Ant colonies can be very crowded spaces that require elaborate forms of cooperation. While some are nursing, others are collecting food and protecting the nest. And then there are strangers and intruders. Researchers trying to understand how individuals identify fellow members of their colony have discovered that there’s a distinct ant body odor that separates family and friends from foes. The findings are published in Cell Reports this week.
Among insects, ants have evolved some of the largest families of odorant receptor genes. With more than 400 of these genes, they have a high-definition sense of smell.
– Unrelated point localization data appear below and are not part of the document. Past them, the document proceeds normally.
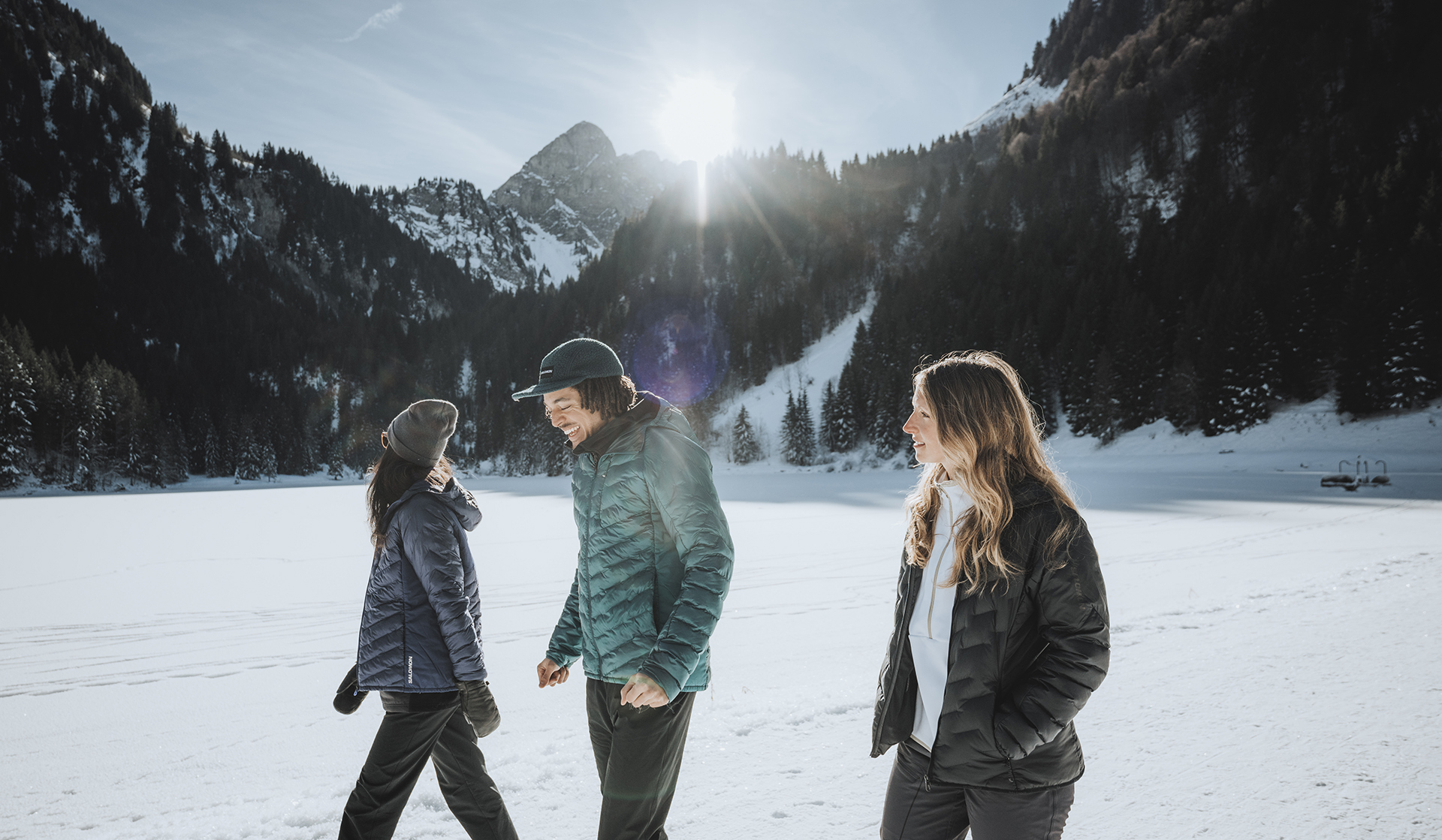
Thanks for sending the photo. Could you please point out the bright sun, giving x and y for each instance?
(697, 119)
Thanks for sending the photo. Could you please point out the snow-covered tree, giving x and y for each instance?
(807, 429)
(744, 447)
(338, 463)
(249, 462)
(17, 412)
(798, 432)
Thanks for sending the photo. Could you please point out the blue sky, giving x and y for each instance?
(385, 91)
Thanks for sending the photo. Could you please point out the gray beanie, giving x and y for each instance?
(418, 434)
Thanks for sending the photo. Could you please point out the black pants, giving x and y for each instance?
(397, 758)
(945, 811)
(638, 757)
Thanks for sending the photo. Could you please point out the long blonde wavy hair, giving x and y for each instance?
(991, 440)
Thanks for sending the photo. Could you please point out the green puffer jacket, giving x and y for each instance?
(655, 559)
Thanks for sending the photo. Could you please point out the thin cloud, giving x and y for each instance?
(377, 20)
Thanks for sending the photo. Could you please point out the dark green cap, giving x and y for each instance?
(572, 363)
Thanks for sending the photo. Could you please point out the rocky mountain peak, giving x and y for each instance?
(578, 191)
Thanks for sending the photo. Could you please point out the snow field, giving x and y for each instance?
(169, 659)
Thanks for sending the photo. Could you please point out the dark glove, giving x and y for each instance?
(479, 706)
(349, 695)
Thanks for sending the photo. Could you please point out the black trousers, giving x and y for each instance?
(638, 757)
(398, 755)
(946, 811)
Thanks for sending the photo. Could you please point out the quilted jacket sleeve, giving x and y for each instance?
(678, 476)
(1075, 625)
(429, 536)
(566, 640)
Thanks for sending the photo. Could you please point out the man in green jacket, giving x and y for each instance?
(652, 572)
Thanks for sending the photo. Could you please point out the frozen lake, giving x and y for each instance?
(169, 659)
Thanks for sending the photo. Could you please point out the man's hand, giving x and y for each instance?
(642, 691)
(479, 706)
(551, 673)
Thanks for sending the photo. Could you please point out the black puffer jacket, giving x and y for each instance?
(1023, 661)
(420, 627)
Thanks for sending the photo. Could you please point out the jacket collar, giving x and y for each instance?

But how they use this olfactory detection of pheromones to recognize others in different castes or colonies isn’t well understood.
So, a team led by Anandasankar Ray from the University of California, Riverside, investigated the neurons in the antennae of female Camponotus floridanus worker ants in lab colonies collected from Florida’s Long Key and Sugar Loaf Key. They focused on the ants’ responses to chemicals on the outer shells (called cuticles) of others. Low volatility hydrocarbon chemicals, in particular, are thought to be pheromone cues; anything more volatile might overwhelm the olfactory system by constantly activating it. “What we wanted to study was how ants detect sophisticated pheromones which organize their behaviors efficiently into colonies, and help recognize individuals from different castes, the queen, and non-nestmate intruders,” Ray says in a statement.
The team was surprised to find that, not only is the presence of hydrocarbons detected sensitively by the ants' specialized antennal sensors, but they can even discriminate between hydrocarbons that are only very slightly different. "This broad-spectrum ability to detect hydrocarbons by the ant antenna is unusual,” Ray says, “and likely a special property of social insects.” Each ant cuticle contains a mix of several hydrocarbons, and the specific blend acts as a chemical barcode to help ants recognize various castes within their nest as well intruders. "This is a remarkable evolutionary solution for 'social networking' in large colonies," he adds.